There are perhaps, here and there, a group of stately elms,
breaking the broad sweep of arable land that extends with no more
undulations for many leagues than those of a sheet of old-fashioned glass.
The horizon is formed by simply the same broad fields, vanishing in a thin,
blue line over the rim of the earth.
[Illustration: THE FORTIFIED FARM NEAR GISORS]
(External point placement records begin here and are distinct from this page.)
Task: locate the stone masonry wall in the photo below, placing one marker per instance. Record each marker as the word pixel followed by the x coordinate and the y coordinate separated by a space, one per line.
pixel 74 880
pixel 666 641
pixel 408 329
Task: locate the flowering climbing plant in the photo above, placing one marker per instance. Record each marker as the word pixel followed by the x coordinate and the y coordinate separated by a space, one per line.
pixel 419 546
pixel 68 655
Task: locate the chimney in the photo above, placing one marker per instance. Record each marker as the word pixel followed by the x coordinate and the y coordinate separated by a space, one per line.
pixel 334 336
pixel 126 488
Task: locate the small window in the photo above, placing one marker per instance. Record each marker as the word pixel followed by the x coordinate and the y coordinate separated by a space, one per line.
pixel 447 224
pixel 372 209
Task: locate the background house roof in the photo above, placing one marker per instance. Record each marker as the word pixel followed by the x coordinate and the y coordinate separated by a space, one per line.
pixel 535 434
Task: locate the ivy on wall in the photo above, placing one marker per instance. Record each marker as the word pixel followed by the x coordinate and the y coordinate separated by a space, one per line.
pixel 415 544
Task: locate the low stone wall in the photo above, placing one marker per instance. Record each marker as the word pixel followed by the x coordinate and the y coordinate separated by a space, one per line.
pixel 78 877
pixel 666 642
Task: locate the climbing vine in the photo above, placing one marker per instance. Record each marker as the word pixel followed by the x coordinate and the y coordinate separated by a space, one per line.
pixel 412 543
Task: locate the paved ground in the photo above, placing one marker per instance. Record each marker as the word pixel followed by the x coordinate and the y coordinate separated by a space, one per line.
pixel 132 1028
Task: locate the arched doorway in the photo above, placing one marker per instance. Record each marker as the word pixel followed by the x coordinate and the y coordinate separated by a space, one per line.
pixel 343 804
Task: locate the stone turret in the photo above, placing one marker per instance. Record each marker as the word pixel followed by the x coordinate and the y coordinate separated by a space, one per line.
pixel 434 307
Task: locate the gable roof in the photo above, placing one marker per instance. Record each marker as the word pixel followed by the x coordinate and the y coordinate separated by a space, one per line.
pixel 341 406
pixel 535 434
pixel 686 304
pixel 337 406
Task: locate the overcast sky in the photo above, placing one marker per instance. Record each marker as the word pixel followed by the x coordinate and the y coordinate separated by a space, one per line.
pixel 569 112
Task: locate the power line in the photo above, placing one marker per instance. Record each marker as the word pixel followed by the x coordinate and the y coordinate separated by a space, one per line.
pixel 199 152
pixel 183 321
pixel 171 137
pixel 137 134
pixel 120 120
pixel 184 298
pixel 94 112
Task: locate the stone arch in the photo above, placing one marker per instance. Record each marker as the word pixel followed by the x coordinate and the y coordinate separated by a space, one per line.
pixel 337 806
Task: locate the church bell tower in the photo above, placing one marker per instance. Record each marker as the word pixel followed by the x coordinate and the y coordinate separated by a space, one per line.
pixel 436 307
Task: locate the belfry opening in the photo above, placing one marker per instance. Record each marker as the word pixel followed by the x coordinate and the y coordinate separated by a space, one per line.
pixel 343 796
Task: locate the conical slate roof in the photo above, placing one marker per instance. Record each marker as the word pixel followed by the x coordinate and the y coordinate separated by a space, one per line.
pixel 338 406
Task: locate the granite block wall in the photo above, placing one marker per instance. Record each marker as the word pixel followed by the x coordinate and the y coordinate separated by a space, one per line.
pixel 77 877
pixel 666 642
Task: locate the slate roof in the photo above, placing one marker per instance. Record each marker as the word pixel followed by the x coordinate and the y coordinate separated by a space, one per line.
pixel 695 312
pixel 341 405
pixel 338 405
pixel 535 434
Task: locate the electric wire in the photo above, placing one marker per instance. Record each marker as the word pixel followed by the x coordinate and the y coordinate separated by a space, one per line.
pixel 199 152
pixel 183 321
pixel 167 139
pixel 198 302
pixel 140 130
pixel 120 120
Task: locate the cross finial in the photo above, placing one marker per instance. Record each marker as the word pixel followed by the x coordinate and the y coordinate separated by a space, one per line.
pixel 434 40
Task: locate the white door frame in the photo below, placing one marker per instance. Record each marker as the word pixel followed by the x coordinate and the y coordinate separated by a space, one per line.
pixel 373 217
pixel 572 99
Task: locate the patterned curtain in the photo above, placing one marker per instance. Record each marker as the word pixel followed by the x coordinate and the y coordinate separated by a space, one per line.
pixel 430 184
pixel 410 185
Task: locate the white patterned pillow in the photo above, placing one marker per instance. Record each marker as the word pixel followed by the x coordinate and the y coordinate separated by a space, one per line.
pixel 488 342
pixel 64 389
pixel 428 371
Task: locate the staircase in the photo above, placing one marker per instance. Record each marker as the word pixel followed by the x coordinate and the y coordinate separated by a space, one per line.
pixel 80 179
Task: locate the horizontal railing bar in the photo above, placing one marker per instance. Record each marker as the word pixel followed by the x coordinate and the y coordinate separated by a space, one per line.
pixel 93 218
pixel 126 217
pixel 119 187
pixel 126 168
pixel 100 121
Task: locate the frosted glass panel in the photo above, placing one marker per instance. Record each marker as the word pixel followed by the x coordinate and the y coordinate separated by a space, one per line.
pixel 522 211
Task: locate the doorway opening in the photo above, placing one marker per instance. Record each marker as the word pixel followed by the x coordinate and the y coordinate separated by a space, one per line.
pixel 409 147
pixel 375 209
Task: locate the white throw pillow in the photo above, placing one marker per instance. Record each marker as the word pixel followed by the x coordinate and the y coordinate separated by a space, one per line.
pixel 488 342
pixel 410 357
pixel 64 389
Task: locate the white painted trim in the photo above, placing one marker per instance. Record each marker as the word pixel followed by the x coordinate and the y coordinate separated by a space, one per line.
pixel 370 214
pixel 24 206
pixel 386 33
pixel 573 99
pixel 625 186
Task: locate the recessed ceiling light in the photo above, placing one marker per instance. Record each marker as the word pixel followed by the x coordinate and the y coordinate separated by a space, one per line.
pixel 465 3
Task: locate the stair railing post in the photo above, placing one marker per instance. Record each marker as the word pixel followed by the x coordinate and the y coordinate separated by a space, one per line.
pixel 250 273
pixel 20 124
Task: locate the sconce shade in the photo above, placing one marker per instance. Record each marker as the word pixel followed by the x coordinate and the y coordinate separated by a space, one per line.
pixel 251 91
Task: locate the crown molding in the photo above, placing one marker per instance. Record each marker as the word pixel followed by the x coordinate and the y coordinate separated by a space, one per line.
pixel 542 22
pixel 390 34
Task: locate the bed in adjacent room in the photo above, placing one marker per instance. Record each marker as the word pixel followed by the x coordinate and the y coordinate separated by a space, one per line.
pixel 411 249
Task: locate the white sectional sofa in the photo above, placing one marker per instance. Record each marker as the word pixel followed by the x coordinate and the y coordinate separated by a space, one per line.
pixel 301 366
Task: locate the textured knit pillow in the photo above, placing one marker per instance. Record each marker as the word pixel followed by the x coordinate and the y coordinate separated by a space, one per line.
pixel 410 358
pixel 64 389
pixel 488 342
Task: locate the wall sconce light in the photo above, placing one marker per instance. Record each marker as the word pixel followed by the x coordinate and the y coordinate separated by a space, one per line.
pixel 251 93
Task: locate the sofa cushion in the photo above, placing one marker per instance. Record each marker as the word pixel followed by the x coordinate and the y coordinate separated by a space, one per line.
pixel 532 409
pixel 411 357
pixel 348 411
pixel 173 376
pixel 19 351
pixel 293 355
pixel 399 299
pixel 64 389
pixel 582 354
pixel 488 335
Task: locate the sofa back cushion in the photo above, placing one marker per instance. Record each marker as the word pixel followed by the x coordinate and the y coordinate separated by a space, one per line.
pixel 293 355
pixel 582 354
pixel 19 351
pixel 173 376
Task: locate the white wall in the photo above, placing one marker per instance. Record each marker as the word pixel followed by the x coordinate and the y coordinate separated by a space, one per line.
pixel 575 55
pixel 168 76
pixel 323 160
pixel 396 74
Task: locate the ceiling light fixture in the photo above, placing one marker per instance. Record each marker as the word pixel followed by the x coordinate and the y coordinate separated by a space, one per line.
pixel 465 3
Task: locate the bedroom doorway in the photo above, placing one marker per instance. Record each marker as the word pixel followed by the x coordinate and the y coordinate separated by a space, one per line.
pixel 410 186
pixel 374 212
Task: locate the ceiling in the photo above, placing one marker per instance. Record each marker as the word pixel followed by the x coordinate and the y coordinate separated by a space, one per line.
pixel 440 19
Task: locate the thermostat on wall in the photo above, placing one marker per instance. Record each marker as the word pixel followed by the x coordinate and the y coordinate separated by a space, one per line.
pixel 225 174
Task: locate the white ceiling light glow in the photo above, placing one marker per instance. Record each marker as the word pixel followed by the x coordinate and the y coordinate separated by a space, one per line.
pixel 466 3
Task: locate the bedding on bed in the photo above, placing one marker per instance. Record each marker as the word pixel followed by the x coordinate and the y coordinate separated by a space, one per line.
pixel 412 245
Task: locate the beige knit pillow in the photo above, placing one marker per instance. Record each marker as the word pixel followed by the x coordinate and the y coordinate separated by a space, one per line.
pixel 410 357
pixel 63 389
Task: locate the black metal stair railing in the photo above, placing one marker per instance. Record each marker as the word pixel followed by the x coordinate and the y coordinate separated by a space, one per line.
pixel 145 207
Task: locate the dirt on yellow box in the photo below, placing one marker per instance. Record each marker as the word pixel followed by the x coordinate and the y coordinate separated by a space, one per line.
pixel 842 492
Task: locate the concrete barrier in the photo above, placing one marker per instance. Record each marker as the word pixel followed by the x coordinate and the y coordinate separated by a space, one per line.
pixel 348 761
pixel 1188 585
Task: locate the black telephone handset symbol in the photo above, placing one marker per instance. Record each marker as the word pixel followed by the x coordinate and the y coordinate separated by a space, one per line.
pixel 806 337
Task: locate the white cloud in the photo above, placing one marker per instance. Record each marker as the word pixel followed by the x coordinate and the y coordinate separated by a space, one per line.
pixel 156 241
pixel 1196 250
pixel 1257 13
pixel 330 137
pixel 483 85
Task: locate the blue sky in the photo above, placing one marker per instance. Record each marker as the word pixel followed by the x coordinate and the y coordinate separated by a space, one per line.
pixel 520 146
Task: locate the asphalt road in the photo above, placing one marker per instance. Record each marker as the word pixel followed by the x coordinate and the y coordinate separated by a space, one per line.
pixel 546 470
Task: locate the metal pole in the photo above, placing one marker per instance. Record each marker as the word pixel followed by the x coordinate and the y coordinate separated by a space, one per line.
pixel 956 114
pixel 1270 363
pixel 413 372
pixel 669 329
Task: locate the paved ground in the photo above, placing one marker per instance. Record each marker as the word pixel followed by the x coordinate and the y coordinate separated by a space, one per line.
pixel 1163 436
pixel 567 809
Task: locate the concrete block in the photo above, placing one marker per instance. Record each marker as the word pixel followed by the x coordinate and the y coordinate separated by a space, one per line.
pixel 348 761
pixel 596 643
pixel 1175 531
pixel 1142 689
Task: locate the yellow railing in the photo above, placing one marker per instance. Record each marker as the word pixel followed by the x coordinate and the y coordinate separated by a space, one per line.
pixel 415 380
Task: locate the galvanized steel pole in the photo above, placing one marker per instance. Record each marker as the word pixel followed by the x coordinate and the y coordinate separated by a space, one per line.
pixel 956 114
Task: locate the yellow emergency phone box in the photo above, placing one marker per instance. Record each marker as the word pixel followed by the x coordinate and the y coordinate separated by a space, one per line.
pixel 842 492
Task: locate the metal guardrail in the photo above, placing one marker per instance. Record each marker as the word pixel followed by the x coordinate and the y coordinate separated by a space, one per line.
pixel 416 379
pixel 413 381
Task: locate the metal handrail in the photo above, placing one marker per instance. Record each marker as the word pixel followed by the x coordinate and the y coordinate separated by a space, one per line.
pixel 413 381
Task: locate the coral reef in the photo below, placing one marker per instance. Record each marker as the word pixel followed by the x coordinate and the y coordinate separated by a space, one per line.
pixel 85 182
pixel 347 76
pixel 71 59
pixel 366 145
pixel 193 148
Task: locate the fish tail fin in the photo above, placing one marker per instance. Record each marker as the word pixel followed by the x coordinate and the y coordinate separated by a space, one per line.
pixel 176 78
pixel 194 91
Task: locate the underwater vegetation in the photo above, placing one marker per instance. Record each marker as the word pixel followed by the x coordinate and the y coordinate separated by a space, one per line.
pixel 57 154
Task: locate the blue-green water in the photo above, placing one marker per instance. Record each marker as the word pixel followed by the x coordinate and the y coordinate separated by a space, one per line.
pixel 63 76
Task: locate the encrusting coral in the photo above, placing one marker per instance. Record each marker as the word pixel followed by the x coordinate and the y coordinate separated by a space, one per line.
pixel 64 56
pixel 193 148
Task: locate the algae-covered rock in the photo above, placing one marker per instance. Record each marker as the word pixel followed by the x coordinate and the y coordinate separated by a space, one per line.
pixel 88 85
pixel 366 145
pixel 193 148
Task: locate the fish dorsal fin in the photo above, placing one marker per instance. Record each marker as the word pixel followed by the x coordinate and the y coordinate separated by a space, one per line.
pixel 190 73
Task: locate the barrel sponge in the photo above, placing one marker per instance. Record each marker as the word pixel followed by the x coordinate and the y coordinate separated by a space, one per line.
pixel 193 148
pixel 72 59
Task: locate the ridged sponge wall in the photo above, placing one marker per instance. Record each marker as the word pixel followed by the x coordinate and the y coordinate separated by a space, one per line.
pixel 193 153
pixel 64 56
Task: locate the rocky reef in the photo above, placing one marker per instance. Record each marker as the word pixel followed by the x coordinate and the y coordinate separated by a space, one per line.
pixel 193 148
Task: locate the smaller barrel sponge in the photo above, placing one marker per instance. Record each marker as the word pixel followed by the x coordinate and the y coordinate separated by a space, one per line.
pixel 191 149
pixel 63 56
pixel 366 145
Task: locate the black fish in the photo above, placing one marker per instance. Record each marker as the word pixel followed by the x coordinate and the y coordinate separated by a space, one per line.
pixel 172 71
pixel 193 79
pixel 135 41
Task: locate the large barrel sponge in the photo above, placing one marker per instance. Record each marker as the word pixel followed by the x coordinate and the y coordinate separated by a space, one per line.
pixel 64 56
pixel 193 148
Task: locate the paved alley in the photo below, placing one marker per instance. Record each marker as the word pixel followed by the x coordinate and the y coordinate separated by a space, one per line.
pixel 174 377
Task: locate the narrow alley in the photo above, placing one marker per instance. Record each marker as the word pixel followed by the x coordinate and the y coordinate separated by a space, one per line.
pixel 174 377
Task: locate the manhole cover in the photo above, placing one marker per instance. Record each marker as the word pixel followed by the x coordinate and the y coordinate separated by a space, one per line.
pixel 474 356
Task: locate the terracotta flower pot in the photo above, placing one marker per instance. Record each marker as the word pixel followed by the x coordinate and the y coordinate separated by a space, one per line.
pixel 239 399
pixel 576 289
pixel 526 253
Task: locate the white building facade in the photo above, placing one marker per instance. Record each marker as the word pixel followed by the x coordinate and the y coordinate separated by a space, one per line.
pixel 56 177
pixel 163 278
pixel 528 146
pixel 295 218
At Les Thilliers, a small hamlet that, owing to situation at cross-roads
figures conspicuously upon the milestones of the neighbourhood, the road to
Gisors goes towards the east, and after crossing the valley of the Epte,
you run down an easy gradient, passing a fine fortified farm-house with
circular towers at each corner of its four sides and in a few minutes have
turned into the historic old town of Gisors. It is as picturesque as any
place in Normandy with the exception of Mont St Michel. The river Epte
gliding slowly through its little canals at the sides of some of the
streets, forms innumerable pictures when reflecting the quaint houses and
gardens whose walls are generally grown over with creepers. Near the ascent
to the castle is one of the washing places where the women let their soap
suds float away on the translucent water as they scrub vigorously. They
kneel upon a long wooden platform sheltered by a charming old roof
supported upon a heavy timber framework that is a picture in itself.
If you stay at the Hotel de l'Ecu de France you are quite close to the
castle that towers upon its hill right in the middle of the town.